BACKGROUND: Mr G makes an emergency appointment at his dental surgery complaining of severe pain on chewing at LR4. His regular dentist is on holiday so the patient is examined by Dr B. The tooth is tender to percussion with no response to cold, and the adjacent buccal mucosa is painful on palpation.
A periapical radiograph reveals clear radiolucency surrounding the root apex of LR4 and this along with the clinical signs suggest a diagnosis of necrotic pulp with symptomatic periodontitis. Treatment options are discussed, including extraction or root canal treatment (RCT). Mr G opts for private RCT.
The patient returns the next day for a pulp extirpation under local anaesthesia. Dr B removes the existing restoration and during the subsequent procedure notes excessive bleeding but attributes this to hyperaemic pulp tissue.
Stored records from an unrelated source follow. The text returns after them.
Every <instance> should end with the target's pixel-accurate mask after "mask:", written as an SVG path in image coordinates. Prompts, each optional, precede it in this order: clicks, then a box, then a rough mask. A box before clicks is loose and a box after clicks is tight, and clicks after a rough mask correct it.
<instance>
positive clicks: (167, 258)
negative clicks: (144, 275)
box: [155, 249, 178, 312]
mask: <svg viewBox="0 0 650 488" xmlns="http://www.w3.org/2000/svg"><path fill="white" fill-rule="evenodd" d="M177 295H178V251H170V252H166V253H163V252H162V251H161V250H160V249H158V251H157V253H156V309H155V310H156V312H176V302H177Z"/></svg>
A temporary dressing is applied and the patient is advised to attend his regular dentist for the remaining treatment.
Two weeks later Mr G attends Dr T, who has by then returned from holiday. Dr T examines the tooth and notes a small perforation at the gingival margin. Subsequent attempts to complete the RCT reveals bleeding at the base of the access cavity with a communication to the periodontal ligament and surrounding bone. The patient is informed and a referral is made to a specialist endodontist. On the basis of MDDUS advice, the practice provides a written apology to Mr G with an offer to meet all reasonable costs associated with the repair and restoration of LR4.
A month later Mr G attends a specialist endodontist who undertakes a periapical radiograph, revealing a significant perforation in the mesial aspect of LR4. Remedial treatment is undertaken but he notes the need for further complex care to ensure the long-term viability of the tooth.
Mr G is unhappy and raises a complaint with the GDC over the "poor standard" of treatment provided by Dr B. He also claims to have not been made aware of the relevant risks/potential complications prior to RCT; nor did Dr B inform him of the significant bleeding during the procedure.
The GDC sends a letter to Dr B informing her of the complaint and requesting employment details, proof of indemnity and copies of the patient records. She is further informed that an assessment will be undertaken by a clinical adviser to determine whether any further action is required in regard to her fitness to practise.
ANALYSIS/OUTCOME: Dr B contacts MDDUS and an adviser writes to her offering reassurance and a reminder to notify her local health board of the matter. Dr B is also encouraged in the meantime to consider undertaking CPD relevant to the case, in the event that the GDC should decide to instigate an investigation.
Five weeks later Dr B is informed by the GDC that the information relating to the complaint does not amount to an allegation of impaired fitness to practise – but some aspects of the care provided did fall below the “level reasonably expected” in certain aspects.
In a report on the case, the GDC clinical adviser states that, given Mr G’s claim to have not been told of the treatment risks, it is possible that he did not have sufficient information to make an informed decision. The adviser is also critical of Dr B’s failure to use dental dam isolation and of the standard of the access canal at LR4 – but there is no criticism in regard to the easily missed diagnosis of tooth perforation, even with excessive bleeding. Despite the criticisms made, the GDC takes the view that the concerns raised do not meet the threshold for further investigation of Dr B’s fitness to practise.
The GDC informs Dr B and the health board that no further action will be taken in the matter.
- Check that patients understand material risks in procedures to ensure informed consent.
- Record risks discussed and ensure these are noted in a signed treatment plan.
- Use dental dam when clinically indicated.